Since I need to get things done in a reasonable period of time I have come up with different ways to pop curly figure. 

On natural finishes like your I use a clear stain conditioner instead of BLO. I like Sherwin Williams S64 Clear stain base S64T28 or Sherwin Williams penetrating oil V82V50 

The advantage of these products is with the S64 product you can spray sealer in 30 minutes and with the V82 product just 4 hours. I also like to wet sand these products into the wood. You can either use an air jitterbug type sander with 400 grit wet or dry sandpaper or use a sanding block and do it by hand with the grain. This forces more oil into the soft pores of the wood (enhancing figure) and makes the wood baby butt smooth.

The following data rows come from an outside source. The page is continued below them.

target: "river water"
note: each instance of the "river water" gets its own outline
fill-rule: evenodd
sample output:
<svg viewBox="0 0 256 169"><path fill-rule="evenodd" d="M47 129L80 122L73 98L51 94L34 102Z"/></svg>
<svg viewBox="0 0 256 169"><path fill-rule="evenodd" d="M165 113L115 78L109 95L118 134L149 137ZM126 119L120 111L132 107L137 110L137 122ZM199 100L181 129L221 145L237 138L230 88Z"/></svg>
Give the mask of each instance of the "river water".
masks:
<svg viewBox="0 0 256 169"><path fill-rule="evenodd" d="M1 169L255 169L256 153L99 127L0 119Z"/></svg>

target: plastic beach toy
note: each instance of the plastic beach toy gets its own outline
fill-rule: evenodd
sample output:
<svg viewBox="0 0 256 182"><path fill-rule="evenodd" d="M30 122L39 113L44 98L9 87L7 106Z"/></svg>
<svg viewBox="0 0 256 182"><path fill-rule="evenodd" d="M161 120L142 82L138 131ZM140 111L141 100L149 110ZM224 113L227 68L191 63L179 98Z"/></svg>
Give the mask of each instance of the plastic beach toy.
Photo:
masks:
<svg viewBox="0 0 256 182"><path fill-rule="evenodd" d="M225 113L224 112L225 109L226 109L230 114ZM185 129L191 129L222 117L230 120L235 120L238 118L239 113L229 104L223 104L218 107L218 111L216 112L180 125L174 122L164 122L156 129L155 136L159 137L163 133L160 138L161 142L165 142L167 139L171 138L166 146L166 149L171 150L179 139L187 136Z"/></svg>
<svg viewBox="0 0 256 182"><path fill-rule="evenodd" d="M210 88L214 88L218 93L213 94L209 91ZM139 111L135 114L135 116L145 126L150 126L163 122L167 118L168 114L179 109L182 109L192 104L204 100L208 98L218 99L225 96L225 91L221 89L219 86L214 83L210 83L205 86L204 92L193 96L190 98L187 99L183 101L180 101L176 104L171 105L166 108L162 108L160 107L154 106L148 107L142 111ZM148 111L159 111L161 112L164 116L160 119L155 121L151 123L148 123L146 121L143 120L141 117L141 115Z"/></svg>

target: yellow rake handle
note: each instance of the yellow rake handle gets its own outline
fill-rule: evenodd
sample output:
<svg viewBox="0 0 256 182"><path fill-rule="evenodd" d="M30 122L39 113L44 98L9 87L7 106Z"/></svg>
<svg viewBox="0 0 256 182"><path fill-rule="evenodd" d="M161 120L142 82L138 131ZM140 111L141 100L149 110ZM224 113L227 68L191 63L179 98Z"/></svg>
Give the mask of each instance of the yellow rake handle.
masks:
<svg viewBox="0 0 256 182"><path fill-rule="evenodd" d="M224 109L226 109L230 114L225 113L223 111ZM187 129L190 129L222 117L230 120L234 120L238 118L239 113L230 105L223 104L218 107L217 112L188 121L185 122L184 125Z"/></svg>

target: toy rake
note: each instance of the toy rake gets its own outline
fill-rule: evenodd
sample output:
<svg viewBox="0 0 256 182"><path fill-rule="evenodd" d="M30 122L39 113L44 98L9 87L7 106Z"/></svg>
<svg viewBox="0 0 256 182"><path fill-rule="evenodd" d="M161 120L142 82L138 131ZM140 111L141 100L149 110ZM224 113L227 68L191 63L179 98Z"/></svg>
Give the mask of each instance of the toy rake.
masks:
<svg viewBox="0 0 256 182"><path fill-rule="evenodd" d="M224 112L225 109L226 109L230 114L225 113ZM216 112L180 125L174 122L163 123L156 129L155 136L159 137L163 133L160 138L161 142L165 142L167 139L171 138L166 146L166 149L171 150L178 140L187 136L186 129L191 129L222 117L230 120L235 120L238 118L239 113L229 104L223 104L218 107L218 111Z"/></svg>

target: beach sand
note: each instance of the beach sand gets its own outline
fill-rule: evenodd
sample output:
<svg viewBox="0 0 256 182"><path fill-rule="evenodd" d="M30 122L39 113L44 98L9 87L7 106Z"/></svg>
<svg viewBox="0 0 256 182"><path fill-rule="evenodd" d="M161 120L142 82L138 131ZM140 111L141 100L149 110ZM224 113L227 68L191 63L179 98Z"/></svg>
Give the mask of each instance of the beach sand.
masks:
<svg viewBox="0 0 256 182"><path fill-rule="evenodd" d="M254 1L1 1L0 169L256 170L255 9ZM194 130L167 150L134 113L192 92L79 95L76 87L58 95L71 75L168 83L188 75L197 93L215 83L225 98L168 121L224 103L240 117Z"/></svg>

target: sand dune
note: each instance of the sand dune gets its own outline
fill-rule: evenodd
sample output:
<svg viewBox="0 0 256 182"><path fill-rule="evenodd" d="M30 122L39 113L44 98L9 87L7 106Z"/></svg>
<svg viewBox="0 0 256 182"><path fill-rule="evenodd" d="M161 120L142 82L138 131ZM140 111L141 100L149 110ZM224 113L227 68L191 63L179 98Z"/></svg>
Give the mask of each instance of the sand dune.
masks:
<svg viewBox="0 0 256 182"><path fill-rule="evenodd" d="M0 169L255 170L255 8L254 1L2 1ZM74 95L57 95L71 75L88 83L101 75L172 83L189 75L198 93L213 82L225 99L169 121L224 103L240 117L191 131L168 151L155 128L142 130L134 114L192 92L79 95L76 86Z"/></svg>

For stained curly woods I use a 2 dye method. First a thinned darker color applied very wet, allowed to dry and then sanded with a block to remove it from the harder wood. This leaves the darker color only in the soft figured pores of the wood. Now I spray on the lighter dye stain which colors both the hard and soft portions of the wood creating a spectacular contrast in the grain. I will also use the Sherwin Williams clear products as a wipe only application over the stain before my sealer.

The other part is to make sure and use a very clear finish. I use 2k urethanes so I would make sure and use an acrylic water white finish to get maximum clarity. This is a little different than what is normally recommended on most forums but don't take my word for it, give it a try and see how it works. Take some pictures and share with us what you find. :smile:


----------



## lateralus819 (Jul 22, 2012)

I was looking at pics online last night and i think a brown/bronze color would look awesome.


----------



## JBSmall (Jul 6, 2012)

It helps to start with drop-dead curl. If you look at that amp, you see that the finish can't really help some parts of it. The outer box pops all by itself.
You are interloping on top secret territory, Area 51, as far as many, especially gun-makers, are concerned. Many of them will take their secrets to their graves. I never let them know how I feel about how soon they can take them.
I agree with Rick Mosher about the two-dye method..it'll make curly two-dye for..


----------